El polvo tapiza las aceras agrietadas de una localidad abandonada en el tiempo. Hojas marchitas se levantan de la superficie en una danza arrítmica con el viento, cuyo silbido es el único sonido perceptible que interrumpe un silencio sepulcral. Mientras un inesperado y posiblemente imaginario ciclista atraviesa el empedrado de la avenida que desemboca a la plaza principal, en las calles aledañas sólo quedan las casas de adobe y sus ventanas con barrotes oxidados, el eco de la campana parroquial al caer la tarde y el zumbido de las moscas alrededor de un perro que camina cansado hacia ningún lugar. No queda nadie. Donde antes caminaron hombres y mujeres en el tránsito cotidiano de una apaciguada vida provincial, hoy sus huellas han sido borradas por la ausencia, desde el primer momento en el que, desamparados y abandonados a su propia suerte, se vieron forzados a migrar.
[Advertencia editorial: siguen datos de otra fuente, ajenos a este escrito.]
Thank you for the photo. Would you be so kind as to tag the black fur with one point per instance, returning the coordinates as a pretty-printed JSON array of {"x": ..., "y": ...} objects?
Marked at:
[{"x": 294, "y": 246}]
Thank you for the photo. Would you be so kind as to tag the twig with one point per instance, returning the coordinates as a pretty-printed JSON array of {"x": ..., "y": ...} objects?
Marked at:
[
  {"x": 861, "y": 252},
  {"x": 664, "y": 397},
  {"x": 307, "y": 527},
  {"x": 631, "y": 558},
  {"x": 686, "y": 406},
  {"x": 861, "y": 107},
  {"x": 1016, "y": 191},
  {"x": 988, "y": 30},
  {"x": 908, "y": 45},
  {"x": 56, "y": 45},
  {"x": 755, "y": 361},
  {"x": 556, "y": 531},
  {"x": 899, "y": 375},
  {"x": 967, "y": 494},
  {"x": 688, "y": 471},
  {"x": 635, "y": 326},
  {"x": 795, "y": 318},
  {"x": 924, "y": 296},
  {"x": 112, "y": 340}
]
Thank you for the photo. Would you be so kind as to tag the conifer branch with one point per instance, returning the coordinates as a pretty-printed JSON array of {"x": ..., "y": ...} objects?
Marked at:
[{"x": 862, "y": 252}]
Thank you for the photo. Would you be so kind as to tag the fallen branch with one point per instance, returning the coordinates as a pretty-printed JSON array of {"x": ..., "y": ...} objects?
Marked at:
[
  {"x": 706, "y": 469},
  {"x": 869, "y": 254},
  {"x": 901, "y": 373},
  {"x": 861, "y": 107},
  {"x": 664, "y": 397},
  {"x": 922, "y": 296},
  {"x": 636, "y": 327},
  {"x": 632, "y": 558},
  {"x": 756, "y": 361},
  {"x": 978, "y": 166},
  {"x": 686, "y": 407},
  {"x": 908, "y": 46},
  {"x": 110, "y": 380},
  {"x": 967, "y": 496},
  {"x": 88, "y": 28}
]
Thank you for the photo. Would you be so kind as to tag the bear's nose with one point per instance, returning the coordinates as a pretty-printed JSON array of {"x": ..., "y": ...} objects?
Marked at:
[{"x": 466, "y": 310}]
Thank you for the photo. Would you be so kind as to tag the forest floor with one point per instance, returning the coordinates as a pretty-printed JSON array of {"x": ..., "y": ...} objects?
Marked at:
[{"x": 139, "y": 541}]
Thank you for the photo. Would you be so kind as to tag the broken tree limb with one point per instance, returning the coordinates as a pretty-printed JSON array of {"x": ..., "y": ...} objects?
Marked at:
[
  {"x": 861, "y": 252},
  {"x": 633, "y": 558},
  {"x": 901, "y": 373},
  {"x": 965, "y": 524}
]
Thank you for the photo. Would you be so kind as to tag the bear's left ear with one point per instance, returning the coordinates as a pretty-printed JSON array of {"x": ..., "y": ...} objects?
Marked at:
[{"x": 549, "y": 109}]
Desde hace ya varias décadas, el éxodo masivo de mexicanos que toman rumbo hacia Estados Unidos en busca de mayores ingresos y una mejor calidad de vida ha ocasionado que en muchas localidades del país se presenten alarmantes descensos en el número de pobladores. El realismo mágico de Rulfo cobra vida en sitios como Tuxtuac, Zacatecas, donde la escuela primaria tuvo que ser clausurada por el ausentismo y los cuatro niños que quedaban fueron obligados a trasladarse a otro pueblo cercano para continuar con sus estudios. El espíritu de Comala se replica también en Tacoaleche, hogar donde apenas ocho familias zacatecanas siguen viviendo en paupérrimas condiciones de escasez de servicios públicos básicos, como el suministro de electricidad, gas y agua potable.
Entre abril del 2014 y mayo del 2017, la población mexicana residente en los Estados Unidos se incrementó a un ritmo del 1.7 por ciento anual en promedio, lo que se traduce en cerca de 12 millones de compatriotas migrantes. Si bien las tasas de retorno han alcanzado cifras récord —debido a las crisis económicas y a la falta de oportunidades, también en territorio estadounidense—, quienes regresan a sus pueblos originarios son los menos. Las capitales y las grandes ciudades de la república crecen como yerba indomable y en la provincia los pequeños pueblos desaparecen paulatinamente de los mapas. Tal y como lo hizo Juan Preciado, quienes permanecen en estas localidades deambulan desesperados, entre la memoria de un pretérito lejano y la incertidumbre de un futuro inexistente.